They’ve been here for almost a thousand years but most people in Britain are unfamiliar with their cuisine. Although Jews have lived in Britain since 1070, at the invitation of William the Conqueror, with the exception of smoked salmon bagels and salt beef sandwiches their culinary tradition is hardly known.

Jewish cuisine may well be the world’s most nomadic, with dishes from its broad range of communities: Ashkenazi (Central and Eastern European); Sephardi (descendants of the Iberian Jews including Italian, Greek, Turkish and Balkan); Mizrahi (North African, including Moroccan, Tunisian, Algerian and Libyan); Judeo-Arab (Lebanese, Syrian and Iraqi); Persian Jewish; Yemenite Jewish; Indian Jewish and Latin-American Jewish.

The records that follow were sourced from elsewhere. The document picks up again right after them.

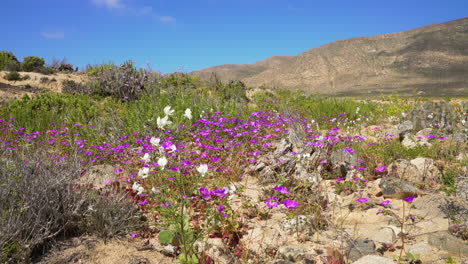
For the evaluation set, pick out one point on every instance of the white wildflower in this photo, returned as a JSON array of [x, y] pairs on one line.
[[202, 169], [155, 141], [162, 162], [188, 113], [162, 122], [168, 111], [154, 190], [146, 158], [138, 188], [173, 148], [143, 172]]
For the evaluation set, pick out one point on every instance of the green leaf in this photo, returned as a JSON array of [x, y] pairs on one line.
[[165, 237]]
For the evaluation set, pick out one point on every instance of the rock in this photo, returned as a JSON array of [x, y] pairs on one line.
[[409, 141], [299, 223], [445, 241], [459, 137], [216, 250], [138, 260], [462, 187], [169, 250], [339, 156], [302, 175], [384, 234], [427, 169], [265, 236], [372, 259], [462, 156], [281, 147], [292, 253], [405, 127], [423, 133], [283, 262], [267, 175], [423, 249], [96, 175], [396, 188], [361, 247], [417, 171], [459, 230]]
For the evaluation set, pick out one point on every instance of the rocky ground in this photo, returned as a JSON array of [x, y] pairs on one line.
[[373, 223], [36, 83]]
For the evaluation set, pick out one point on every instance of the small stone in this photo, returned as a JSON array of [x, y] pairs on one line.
[[396, 188], [138, 260], [372, 259], [169, 250], [299, 223], [427, 169], [292, 253], [361, 247], [445, 241]]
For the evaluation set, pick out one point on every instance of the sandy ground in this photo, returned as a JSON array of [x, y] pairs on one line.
[[17, 89]]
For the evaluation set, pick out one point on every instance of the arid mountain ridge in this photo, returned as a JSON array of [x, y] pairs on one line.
[[432, 60]]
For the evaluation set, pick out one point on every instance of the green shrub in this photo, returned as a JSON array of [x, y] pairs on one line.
[[12, 76], [93, 70], [44, 80], [124, 82], [31, 63], [7, 58], [41, 200], [44, 70], [72, 87], [61, 66]]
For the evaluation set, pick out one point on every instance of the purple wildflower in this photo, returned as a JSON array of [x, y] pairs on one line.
[[271, 202], [290, 204], [362, 200], [281, 189], [409, 199]]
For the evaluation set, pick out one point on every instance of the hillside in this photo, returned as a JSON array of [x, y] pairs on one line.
[[432, 59]]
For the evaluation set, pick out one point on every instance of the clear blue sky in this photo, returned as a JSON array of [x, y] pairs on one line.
[[195, 34]]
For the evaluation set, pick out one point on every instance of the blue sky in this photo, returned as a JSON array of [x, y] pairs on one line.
[[188, 35]]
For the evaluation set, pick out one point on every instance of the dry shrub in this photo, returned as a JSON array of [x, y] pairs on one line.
[[40, 202]]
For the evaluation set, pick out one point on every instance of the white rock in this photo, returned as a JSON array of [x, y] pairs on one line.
[[372, 259]]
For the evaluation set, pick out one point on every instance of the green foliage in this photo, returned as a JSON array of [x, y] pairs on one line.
[[449, 178], [315, 106], [12, 76], [31, 63], [124, 82], [72, 87], [165, 237], [396, 106], [93, 70], [7, 59], [61, 66], [388, 151]]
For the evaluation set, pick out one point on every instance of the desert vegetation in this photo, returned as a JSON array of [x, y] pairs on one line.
[[206, 171]]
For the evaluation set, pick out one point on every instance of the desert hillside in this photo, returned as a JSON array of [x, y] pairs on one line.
[[432, 59]]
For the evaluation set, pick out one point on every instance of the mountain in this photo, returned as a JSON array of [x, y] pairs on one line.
[[432, 59]]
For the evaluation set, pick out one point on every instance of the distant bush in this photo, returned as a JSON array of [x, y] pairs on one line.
[[95, 69], [61, 66], [40, 200], [72, 87], [44, 70], [123, 82], [12, 76], [44, 80], [8, 59], [31, 63]]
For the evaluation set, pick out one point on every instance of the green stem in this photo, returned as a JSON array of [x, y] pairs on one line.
[[402, 233]]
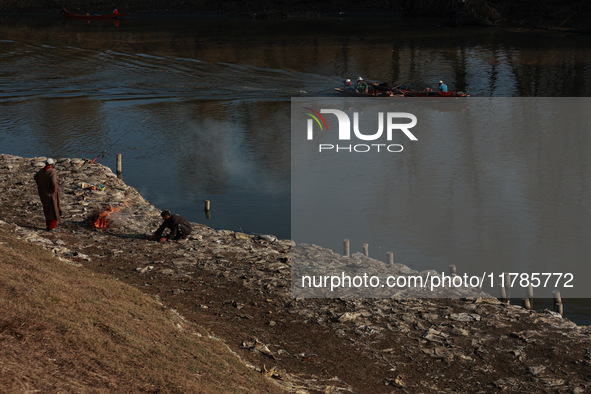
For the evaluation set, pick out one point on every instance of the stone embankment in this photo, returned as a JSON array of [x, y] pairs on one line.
[[237, 286]]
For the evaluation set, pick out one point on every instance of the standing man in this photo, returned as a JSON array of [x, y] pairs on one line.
[[178, 225], [49, 192]]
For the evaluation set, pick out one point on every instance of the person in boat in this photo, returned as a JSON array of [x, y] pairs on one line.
[[179, 227], [361, 86], [49, 193]]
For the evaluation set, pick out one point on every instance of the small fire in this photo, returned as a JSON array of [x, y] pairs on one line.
[[105, 217]]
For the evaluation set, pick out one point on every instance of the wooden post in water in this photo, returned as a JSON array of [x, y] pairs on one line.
[[557, 301], [503, 294], [206, 209], [530, 295], [119, 172], [390, 259], [508, 286]]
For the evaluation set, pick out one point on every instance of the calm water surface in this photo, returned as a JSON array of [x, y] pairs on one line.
[[200, 108]]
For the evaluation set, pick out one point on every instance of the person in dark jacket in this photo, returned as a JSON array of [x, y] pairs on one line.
[[49, 193], [178, 225]]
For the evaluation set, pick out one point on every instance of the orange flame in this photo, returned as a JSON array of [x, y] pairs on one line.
[[105, 217]]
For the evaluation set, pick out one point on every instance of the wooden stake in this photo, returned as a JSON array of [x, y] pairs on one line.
[[557, 302], [390, 258], [119, 172]]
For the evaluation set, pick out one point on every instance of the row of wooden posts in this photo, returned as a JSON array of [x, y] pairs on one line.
[[527, 302]]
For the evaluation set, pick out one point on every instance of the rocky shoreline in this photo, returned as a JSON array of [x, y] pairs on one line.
[[237, 286]]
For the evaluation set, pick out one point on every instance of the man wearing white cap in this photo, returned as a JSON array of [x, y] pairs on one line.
[[49, 192]]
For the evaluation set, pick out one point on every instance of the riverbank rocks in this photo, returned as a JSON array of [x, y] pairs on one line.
[[238, 286]]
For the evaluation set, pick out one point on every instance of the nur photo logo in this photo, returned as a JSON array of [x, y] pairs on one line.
[[389, 124]]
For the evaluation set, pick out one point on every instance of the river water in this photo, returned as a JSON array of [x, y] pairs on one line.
[[200, 107]]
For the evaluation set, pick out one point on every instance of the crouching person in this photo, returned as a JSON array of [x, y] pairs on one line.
[[179, 227]]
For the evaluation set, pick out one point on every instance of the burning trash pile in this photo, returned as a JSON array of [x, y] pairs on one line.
[[106, 218]]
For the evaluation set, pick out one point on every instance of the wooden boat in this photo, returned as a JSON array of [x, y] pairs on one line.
[[385, 90], [94, 16], [431, 93]]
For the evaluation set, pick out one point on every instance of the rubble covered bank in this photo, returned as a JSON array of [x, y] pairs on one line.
[[238, 287]]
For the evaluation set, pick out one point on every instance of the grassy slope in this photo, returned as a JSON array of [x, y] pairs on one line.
[[66, 329]]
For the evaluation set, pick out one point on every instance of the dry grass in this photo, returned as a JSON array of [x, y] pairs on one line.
[[66, 329]]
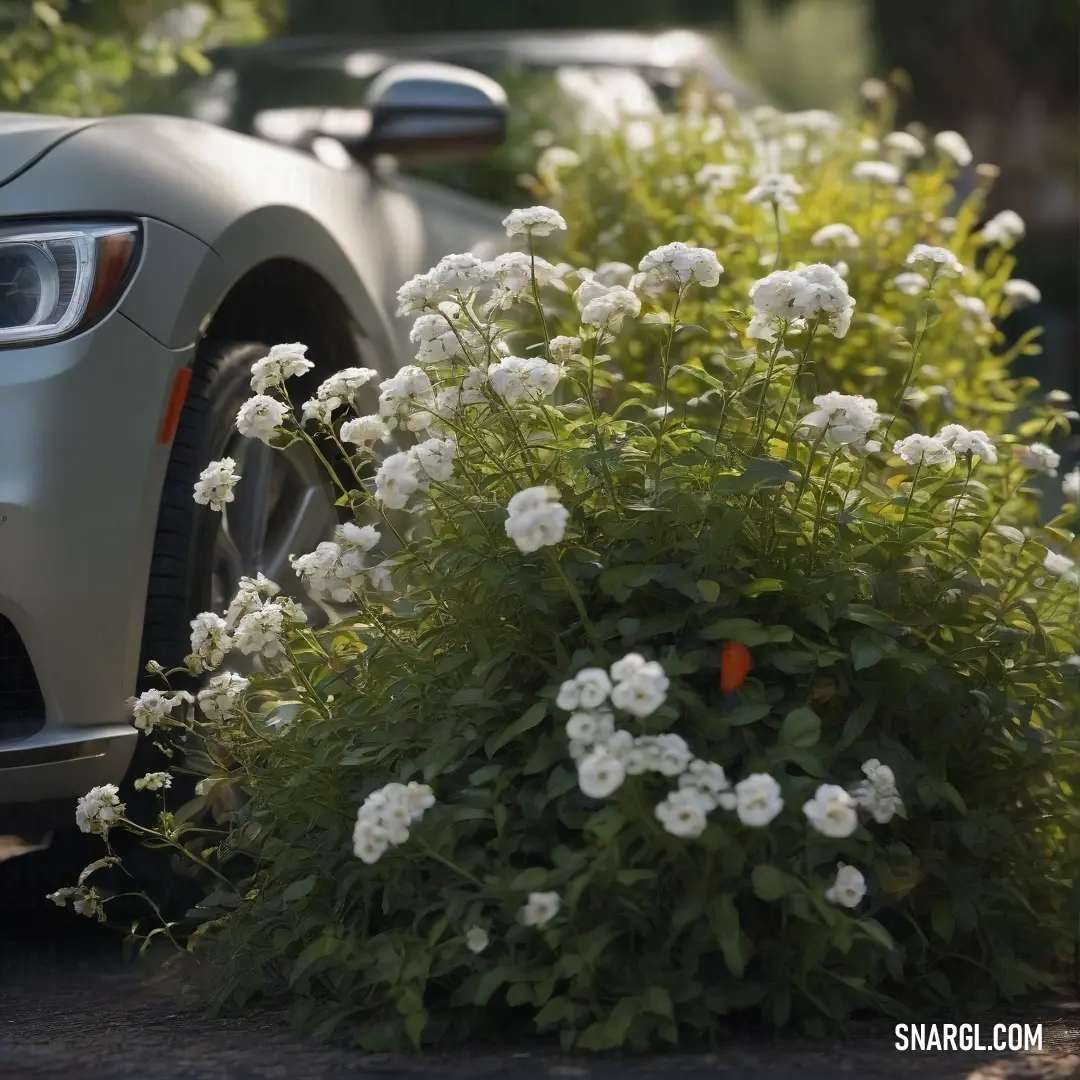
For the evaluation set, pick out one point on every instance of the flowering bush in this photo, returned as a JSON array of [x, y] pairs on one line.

And since the establishment of the State of Israel, a nascent Israeli ‘fusion cuisine’ has also developed.

Its name inspired by the date when Jews first arrived in this country, 1070 KITCHEN is Britain’s first food brand celebrating the world of Jewish cuisine.


In 1860, Joseph Malin, a 13-year old Jewish boy living in London’s East End, had the bright idea of combining fried fish with chips. Joseph’s family were rug weavers and to increase the family income they began frying chips in a downstairs room of their house. It was Joseph’s idea to combine the chips – at that point a novelty in London – with fish from a nearby fried fish shop.

Fried fish already had a long history in London – in a letter written at the end of the eighteenth century, future American President Thomas Jefferson described eating ‘fried fish in the Jewish fashion’ on a visit to the capital. Battered fried fish had first arrived in London some 200 years earlier in the form of Pescado Frito with Sephardi Jewish refugees from Portugal and Spain. So Britain’s most popular take-away can trace its Jewish roots.